И снова бывало, что Шульц, запертый дома, ночевал в одиночестве по два-три дня или оставался один на один с природой непосредственно в саду.
Однажды Маргарита, занятая проведением международного конкурса по бальным танцам — она была директором турнира — позвонила мне глубокой ночью и сказала, что они вместе с Глебом заняты по горло решением всяких проблем, и поэтому уже два дня не приезжали в сад. Шульц там один. «Мы не знали, что ты был в командировке, — пояснила дочь и попросила: — Папа, выручай».
Я, конечно, согласился. Но, переживая, долго не мог уснуть, думал, как там Шульц, жив ли? Хорошо, что в саду уже жили с семьями оба Левы. Шульц, думаю, сообразит попросить у них поесть, как он делал не раз и прежде. Оба Левы — люди добрые и, поняв, в чем дело, безусловно, кота накормят. Однако, как бы там ни было, никуда не годится, что Шулька скитается там один.
У меня возникла мысль ехать туда немедленно. Взглянув на часы, понял, что это нереально — в два часа ночи в гараж идти и то небезопасно. Пришлось отложить благие намерения до утра. Я попытался быстрее заснуть, но мысли о Шульке не покидали меня.

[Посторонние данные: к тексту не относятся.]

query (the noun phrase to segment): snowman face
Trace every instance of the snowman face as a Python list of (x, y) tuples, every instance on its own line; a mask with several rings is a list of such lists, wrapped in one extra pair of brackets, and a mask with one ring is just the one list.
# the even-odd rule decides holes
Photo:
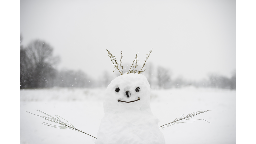
[(121, 75), (112, 81), (107, 88), (104, 110), (139, 109), (144, 103), (149, 102), (150, 91), (146, 78), (141, 74)]

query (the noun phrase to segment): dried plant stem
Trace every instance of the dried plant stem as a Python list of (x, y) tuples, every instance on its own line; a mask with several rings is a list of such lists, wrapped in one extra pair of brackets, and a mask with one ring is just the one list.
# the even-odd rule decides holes
[(121, 70), (121, 75), (124, 74), (124, 73), (123, 72), (123, 67), (122, 66), (122, 65), (121, 65), (121, 63), (122, 63), (122, 58), (123, 57), (123, 56), (122, 55), (122, 51), (121, 51), (121, 58), (120, 59), (120, 69)]
[[(113, 65), (114, 65), (114, 66), (115, 66), (115, 68), (117, 69), (118, 70), (118, 71), (119, 71), (119, 72), (120, 72), (120, 73), (121, 74), (121, 75), (122, 75), (122, 74), (119, 70), (119, 69), (118, 68), (118, 63), (117, 62), (117, 61), (116, 60), (116, 57), (115, 57), (115, 56), (113, 56), (112, 54), (111, 54), (111, 53), (109, 52), (109, 51), (108, 50), (107, 50), (107, 51), (108, 52), (108, 53), (109, 55), (109, 56), (110, 58), (110, 60), (112, 62)], [(122, 53), (121, 53), (121, 54), (122, 54)], [(122, 54), (121, 54), (121, 56), (122, 56)], [(114, 70), (113, 72), (115, 72), (115, 70)]]
[(180, 123), (187, 123), (187, 122), (178, 122), (179, 121), (184, 121), (186, 120), (204, 120), (205, 121), (206, 121), (207, 122), (208, 122), (209, 123), (210, 123), (209, 122), (208, 122), (207, 121), (205, 120), (204, 119), (196, 119), (196, 120), (191, 120), (190, 119), (193, 118), (193, 117), (194, 117), (195, 116), (197, 115), (198, 114), (200, 114), (202, 113), (203, 113), (205, 112), (207, 112), (208, 111), (209, 111), (209, 110), (207, 110), (206, 111), (199, 111), (196, 112), (194, 112), (193, 113), (191, 113), (191, 114), (188, 114), (187, 116), (185, 117), (183, 117), (184, 114), (182, 115), (181, 116), (180, 116), (179, 118), (177, 119), (177, 118), (174, 120), (173, 121), (172, 121), (172, 122), (171, 122), (170, 123), (168, 123), (167, 124), (165, 124), (164, 125), (163, 125), (162, 126), (160, 126), (159, 127), (159, 128), (165, 128), (166, 127), (168, 127), (170, 126), (171, 126), (172, 125), (178, 124)]
[(151, 47), (151, 50), (149, 52), (149, 53), (148, 55), (148, 55), (148, 57), (147, 57), (146, 58), (146, 60), (145, 60), (144, 61), (145, 62), (144, 63), (144, 64), (143, 64), (143, 65), (142, 65), (142, 68), (141, 68), (141, 69), (140, 70), (139, 70), (139, 72), (138, 72), (138, 73), (139, 74), (141, 72), (144, 72), (144, 71), (145, 71), (146, 70), (144, 70), (143, 71), (142, 71), (142, 69), (143, 69), (143, 68), (144, 67), (144, 66), (145, 66), (145, 65), (146, 64), (146, 62), (147, 61), (148, 59), (148, 57), (149, 57), (149, 55), (150, 55), (150, 54), (151, 53), (151, 52), (152, 52), (152, 50), (153, 49), (153, 48), (152, 48), (152, 47)]
[[(66, 120), (65, 120), (64, 118), (62, 118), (61, 117), (58, 115), (55, 115), (55, 116), (56, 116), (56, 117), (57, 118), (56, 118), (46, 113), (44, 113), (44, 112), (42, 112), (42, 111), (40, 111), (39, 110), (36, 110), (39, 112), (40, 112), (42, 113), (43, 113), (43, 114), (45, 114), (45, 115), (46, 115), (47, 116), (48, 116), (49, 117), (47, 116), (40, 116), (39, 115), (33, 114), (32, 113), (30, 113), (27, 111), (26, 111), (32, 114), (40, 116), (40, 117), (41, 117), (43, 118), (45, 120), (47, 120), (48, 121), (49, 121), (51, 122), (56, 123), (58, 124), (56, 125), (54, 125), (52, 124), (50, 124), (48, 123), (46, 123), (44, 122), (43, 122), (44, 123), (42, 123), (42, 124), (43, 124), (48, 126), (50, 126), (52, 127), (53, 127), (54, 128), (60, 128), (60, 129), (68, 129), (74, 130), (77, 131), (78, 131), (79, 132), (85, 133), (87, 135), (91, 136), (92, 137), (93, 137), (96, 139), (97, 139), (97, 138), (96, 138), (95, 137), (94, 137), (93, 136), (91, 136), (88, 134), (86, 133), (85, 132), (83, 131), (82, 131), (79, 130), (77, 129), (74, 126), (73, 126), (73, 125), (72, 125), (70, 123), (69, 123), (69, 122), (68, 122)], [(63, 122), (60, 119), (60, 118), (61, 118), (61, 119), (65, 120), (65, 121), (67, 122), (68, 123), (65, 123)]]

Наверное, думал я, он не раз прибегал к воротам к концу дня, в то время, когда мы после работы обычно приезжали в сад. Усаживался возле них, чаще всего на кучу хвороста, и неотрывно смотрел на дорогу, ожидая появления наших машин. Поразительно, но факт: он определял их безошибочно. Стоило только остановиться около ворот, а тем более у своего дома — Шулька уже тут как тут и хвост трубой…
Я приехал в сад около семи часов утра, а у ворот уже стояли Лева и Рашид, дома которых расположены поблизости, в начале улицы. Они открыли мне ворота, я въехал, остановился и вышел, чтобы с ними поздороваться.
— А сейчас здесь ваш кот был. Сидел у ворот и смотрел на дорогу, — пожав мне руку, сказал Рашид. — Мы застучали в гараже — он и убежал. Да вот он! Видишь?
Я увидел Шульку и тут же громко позвал его, помахал ему рукой, подзывая к себе, и открыл дверку кабины. Он был довольно далеко — метрах в ста от ворот. Однако сразу же узнал меня и не заставил ждать — кинулся навстречу. С каждым метром энергичнее и смелее он приближался ко мне, к своей машине.
Лева и Рашид изумленно наблюдали за нами. Я и сам был растроган до глубины души. Чем ближе подбегал Шулька, тем ласковее я звал его: «Иди ко мне, Шуленька! Садись быстрей в машину, мой хороший. Сейчас я тебя покормлю».